Umut Özkaleli
Feministlerin ısrarla üzerinde durdukları konulardan biri, kadınların aile içi şiddete maruz kalmalarının bireysel ve özel, yani iki birey arasında bir mesele değil sosyo-politik bir mesele olduğudur. Bunu binlerce kere vurgulasak da maalesef bundan ne kastettiğimiz pek fazla anlaşılamamakta, beyinlerde yer edememekte ve gereken karşı duruşu getirememektedir. Bu sebeple de ülkemizde son dönemlerde demokratik haklarını kullanmak isteyen ve protesto yapmaya çalışan halka karşı polisin gösterdiği şiddeti, aile içi şiddet konusuyla ilişkilendirerek örneklendirmek yararlı olabilir.

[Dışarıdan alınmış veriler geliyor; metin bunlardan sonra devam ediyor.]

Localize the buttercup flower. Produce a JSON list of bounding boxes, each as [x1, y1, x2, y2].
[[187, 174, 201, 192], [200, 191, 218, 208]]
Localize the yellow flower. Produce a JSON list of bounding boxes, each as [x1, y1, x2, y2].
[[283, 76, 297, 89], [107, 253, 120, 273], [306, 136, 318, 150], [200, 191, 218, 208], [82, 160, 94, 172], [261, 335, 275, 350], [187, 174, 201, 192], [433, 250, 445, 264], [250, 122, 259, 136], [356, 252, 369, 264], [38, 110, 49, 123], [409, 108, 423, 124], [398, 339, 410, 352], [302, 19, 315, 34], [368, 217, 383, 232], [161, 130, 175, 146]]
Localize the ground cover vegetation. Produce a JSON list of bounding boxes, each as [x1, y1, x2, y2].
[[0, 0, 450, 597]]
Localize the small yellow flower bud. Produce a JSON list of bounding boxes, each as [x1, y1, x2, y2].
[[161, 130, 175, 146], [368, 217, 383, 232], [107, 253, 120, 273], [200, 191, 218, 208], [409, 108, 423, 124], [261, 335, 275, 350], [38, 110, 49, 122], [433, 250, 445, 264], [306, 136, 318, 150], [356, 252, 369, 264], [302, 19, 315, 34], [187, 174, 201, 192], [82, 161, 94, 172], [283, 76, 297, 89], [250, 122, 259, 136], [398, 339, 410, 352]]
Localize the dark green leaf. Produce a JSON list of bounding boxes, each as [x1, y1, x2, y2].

Pek çoğumuz polis şiddetini hayretle ve “daha önce bizde olmayan bir yaklaşım” olarak niteleyerek çaresizlik hissine kapılmaktadır. Hâlbuki polisin şiddet kullanmaya başlaması şaşırtıcı ve sürpriz bir gelişme değildir. Eğer toplumumuzu değerlendirirken toplumsal cinsiyet perspektifini de analizimize yerleştirseydik, polisin halka şiddet uyguladığı aşamaya eninde sonunda geleceğimizi aslında çoktan saptayabilirdik. Kadına karşı aile içi şiddetin politik olduğunu ve buna kadınlı erkekli toplumsal bir karşı çıkış gösterilmediği takdirde toplumsal hayatın başka alanlarında -yine kadınlı-erkekli hepimizi- yeni şiddet modellerinin bizi beklediğini hesaba katarak ülkemizdeki polis şiddetini irdelemek gereklidir.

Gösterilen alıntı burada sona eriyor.